Euro Was Nearly Aborted Nineteen Years Ago Tomorrow

September 19, 2011

The Maastricht Treaty of December 1991 that laid out a process for a common European currency as early as 1997 and no later than 1999 required that all members of the European Community (EC) ratify the document within a year for it to be valid.  The goal of European economic and monetary union (EMU) was supported more heavily by the career politicians of the day than the general population, which was suspicious about watering down national sovereignty in ways that were not well understood.  Governments were permitted discretion over how the treaty was to be ratified, and most chose to have their vote done by national legislatures.  Only two small candidates, Denmark and Ireland, and one large one, France, permitted the question to be decided directly by their citizens.

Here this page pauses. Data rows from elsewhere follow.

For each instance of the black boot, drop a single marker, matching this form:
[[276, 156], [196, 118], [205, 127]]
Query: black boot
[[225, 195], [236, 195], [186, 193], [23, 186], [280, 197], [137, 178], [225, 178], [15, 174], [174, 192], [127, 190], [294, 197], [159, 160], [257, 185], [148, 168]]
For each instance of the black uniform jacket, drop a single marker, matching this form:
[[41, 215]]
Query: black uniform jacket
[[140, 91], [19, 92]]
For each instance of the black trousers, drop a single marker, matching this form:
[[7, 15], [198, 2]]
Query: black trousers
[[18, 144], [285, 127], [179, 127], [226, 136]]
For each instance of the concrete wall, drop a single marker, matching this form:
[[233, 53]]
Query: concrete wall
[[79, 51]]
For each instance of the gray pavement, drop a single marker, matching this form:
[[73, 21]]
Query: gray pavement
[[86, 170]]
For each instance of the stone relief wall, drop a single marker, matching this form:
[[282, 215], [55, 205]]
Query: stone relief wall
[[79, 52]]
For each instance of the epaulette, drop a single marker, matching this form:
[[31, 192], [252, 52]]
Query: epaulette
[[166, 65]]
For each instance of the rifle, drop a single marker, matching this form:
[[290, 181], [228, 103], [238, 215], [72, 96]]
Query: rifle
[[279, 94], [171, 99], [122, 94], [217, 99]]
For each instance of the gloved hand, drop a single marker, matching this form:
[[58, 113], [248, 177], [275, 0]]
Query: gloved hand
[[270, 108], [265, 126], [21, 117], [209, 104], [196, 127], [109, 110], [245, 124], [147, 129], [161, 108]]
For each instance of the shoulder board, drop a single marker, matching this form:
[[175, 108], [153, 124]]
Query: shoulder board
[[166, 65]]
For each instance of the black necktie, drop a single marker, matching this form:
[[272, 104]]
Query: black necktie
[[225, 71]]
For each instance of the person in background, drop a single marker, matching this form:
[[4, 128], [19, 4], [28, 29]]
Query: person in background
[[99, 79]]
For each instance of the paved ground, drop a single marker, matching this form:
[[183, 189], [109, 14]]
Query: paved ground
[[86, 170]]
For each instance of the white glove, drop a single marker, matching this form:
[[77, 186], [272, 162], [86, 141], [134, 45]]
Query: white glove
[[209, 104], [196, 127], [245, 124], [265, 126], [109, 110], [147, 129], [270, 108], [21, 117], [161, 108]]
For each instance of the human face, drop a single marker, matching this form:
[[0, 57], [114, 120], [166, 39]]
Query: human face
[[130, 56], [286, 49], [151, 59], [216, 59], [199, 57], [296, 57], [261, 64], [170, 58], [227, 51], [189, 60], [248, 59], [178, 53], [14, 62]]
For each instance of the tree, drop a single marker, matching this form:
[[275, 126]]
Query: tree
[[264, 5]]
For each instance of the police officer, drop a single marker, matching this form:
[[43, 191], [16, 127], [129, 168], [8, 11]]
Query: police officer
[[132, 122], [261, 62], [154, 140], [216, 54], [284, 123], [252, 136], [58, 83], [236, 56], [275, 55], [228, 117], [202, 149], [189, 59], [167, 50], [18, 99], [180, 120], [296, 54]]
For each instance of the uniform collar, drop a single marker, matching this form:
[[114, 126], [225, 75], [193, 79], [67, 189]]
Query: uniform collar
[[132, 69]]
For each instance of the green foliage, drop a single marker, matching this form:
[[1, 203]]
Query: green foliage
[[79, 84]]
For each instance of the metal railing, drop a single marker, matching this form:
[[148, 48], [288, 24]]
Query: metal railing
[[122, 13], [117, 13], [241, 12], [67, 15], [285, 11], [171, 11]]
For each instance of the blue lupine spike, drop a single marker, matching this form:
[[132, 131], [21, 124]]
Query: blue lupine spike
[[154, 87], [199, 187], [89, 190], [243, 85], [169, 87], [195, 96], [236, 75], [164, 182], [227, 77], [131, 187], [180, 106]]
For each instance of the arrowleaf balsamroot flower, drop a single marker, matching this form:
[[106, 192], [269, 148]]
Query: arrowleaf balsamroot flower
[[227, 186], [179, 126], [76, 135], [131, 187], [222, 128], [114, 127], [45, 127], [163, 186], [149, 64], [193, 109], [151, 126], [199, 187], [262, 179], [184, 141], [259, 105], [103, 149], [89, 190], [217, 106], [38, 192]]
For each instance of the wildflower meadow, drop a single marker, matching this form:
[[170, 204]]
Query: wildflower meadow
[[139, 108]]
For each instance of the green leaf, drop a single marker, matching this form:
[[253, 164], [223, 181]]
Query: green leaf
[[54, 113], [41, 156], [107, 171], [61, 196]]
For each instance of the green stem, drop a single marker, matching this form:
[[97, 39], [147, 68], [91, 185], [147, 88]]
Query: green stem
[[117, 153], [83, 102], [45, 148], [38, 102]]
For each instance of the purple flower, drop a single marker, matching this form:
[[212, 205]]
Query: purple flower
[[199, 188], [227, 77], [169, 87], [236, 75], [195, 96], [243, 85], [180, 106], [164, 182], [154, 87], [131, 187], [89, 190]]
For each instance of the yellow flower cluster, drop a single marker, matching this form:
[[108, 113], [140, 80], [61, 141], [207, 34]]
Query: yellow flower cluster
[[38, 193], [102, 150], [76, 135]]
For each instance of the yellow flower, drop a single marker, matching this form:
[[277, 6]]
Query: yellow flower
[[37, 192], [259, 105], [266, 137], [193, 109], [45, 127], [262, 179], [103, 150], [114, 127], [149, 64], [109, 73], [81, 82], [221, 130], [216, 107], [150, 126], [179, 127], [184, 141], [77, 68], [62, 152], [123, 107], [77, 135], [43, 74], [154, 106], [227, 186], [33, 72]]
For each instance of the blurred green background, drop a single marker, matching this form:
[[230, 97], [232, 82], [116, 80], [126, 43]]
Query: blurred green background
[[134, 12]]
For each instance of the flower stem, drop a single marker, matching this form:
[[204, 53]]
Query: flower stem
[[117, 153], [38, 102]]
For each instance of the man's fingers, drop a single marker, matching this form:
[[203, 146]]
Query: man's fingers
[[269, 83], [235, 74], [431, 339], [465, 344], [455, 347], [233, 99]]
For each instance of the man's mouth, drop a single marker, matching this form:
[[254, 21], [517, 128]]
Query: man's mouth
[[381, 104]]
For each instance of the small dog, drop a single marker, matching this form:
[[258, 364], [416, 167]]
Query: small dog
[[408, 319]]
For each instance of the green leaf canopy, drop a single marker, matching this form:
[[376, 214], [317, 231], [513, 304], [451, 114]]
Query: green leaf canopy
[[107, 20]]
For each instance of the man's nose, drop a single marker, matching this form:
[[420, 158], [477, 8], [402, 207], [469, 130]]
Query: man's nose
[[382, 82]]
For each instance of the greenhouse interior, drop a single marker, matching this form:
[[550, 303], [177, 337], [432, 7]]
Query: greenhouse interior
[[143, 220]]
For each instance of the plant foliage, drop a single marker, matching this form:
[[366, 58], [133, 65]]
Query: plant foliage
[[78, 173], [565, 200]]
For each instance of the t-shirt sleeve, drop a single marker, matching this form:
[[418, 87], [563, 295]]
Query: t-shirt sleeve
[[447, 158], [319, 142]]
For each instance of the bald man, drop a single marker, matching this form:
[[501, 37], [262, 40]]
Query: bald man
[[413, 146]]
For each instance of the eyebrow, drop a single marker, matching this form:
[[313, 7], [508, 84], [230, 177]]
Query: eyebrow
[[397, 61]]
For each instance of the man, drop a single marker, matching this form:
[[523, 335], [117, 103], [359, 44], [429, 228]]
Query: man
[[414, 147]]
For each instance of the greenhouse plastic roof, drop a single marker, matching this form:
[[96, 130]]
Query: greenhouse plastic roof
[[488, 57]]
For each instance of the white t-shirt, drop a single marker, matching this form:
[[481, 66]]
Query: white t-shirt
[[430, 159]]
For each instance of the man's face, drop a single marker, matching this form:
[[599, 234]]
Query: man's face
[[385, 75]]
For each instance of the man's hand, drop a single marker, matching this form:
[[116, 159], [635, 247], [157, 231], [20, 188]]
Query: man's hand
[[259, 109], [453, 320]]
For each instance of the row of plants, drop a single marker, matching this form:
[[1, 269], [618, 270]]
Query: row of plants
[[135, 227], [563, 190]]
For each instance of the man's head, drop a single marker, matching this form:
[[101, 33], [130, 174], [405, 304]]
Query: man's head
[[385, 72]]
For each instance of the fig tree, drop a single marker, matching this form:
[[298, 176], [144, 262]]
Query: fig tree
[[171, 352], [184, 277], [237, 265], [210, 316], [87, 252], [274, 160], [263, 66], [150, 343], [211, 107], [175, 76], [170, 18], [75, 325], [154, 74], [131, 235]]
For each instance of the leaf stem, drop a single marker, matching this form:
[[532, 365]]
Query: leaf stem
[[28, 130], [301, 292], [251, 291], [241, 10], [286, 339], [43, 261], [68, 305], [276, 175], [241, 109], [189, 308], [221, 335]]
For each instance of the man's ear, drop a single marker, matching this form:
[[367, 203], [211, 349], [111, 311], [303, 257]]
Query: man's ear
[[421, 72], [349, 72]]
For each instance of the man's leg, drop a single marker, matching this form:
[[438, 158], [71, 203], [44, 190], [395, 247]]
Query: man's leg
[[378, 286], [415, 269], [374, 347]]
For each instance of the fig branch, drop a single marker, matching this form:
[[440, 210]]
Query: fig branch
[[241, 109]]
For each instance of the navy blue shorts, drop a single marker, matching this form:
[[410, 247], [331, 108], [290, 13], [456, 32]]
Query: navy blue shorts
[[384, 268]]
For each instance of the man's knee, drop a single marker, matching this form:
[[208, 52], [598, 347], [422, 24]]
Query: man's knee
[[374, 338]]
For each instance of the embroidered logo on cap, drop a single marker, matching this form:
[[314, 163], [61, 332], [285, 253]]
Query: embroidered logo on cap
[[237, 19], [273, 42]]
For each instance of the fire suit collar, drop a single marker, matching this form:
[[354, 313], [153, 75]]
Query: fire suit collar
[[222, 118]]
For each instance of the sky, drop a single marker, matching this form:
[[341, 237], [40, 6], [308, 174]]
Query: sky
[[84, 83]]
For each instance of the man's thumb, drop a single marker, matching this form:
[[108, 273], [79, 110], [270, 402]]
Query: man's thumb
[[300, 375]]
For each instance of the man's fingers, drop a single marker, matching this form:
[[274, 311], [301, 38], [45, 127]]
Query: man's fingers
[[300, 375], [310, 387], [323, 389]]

The Danish and Irish referendums were both held in June 1992, with mixed results.  Danish voters on June 2 rejected the treaty by a margin of 50.7% to 49.3%, but the Irish on June 18 gave it a “yes” verdict by a comfortable margin of around two to one.  When French voters went to the polls on September 20, 1992, passage of the Maastricht Treaty and the hopes of a single currency in Europe were riding on the outcome.  The vote as in Denmark was razor thin.  With a turnout of 69.7% of eligible voters, 51.05% said aye to 48.95%, who gave the proposal a thumbs down.  Denmark on May 18, 1993 held a second treaty referendum that accepted much of the Treaty but gave Denmark the right to opt out of the common currency element, and that passed convincingly by 56.7% to 43.3%. 

Despite the gravity of the issue and the heartache that its ramifications are now causing to global financial markets and the European and world economies, approval in these referendums only required a simple majority of support.  Ultimately, closer economic union, that is fiscal standardization, was going to work only in an environment of very widespread popular endorsement and credibility, and that has now crumbled.  It would have been better to have set tougher standards for national approval analogous to the stringent requirements that must be met to amend the U.S. Constitution.  

If only 269,388 out of nearly 25.8 million total French votes had felt differently, history would have been vastly different.  Countries now known as the peripherals would have had higher interest rates and slower growth in the early noughties, but the boom-bust cycle of the last dozen years would have been less pronounced.  It’s hard to imagine Europe being as fractious politically and economically had the road not taken been followed.  Inflation may have been stronger in some places, but so too would probably have been real economic growth.  Interest rate differentials, for example between Germany and Greece, could hardly have been wider now than they are.  In Britain, which like Denmark opted against common currency membership, ten-year yields are over 18.5 percentage points below the Greek counterpart, despite poor British public finances, relative high U.K. inflation and a chronic current account deficit in that country.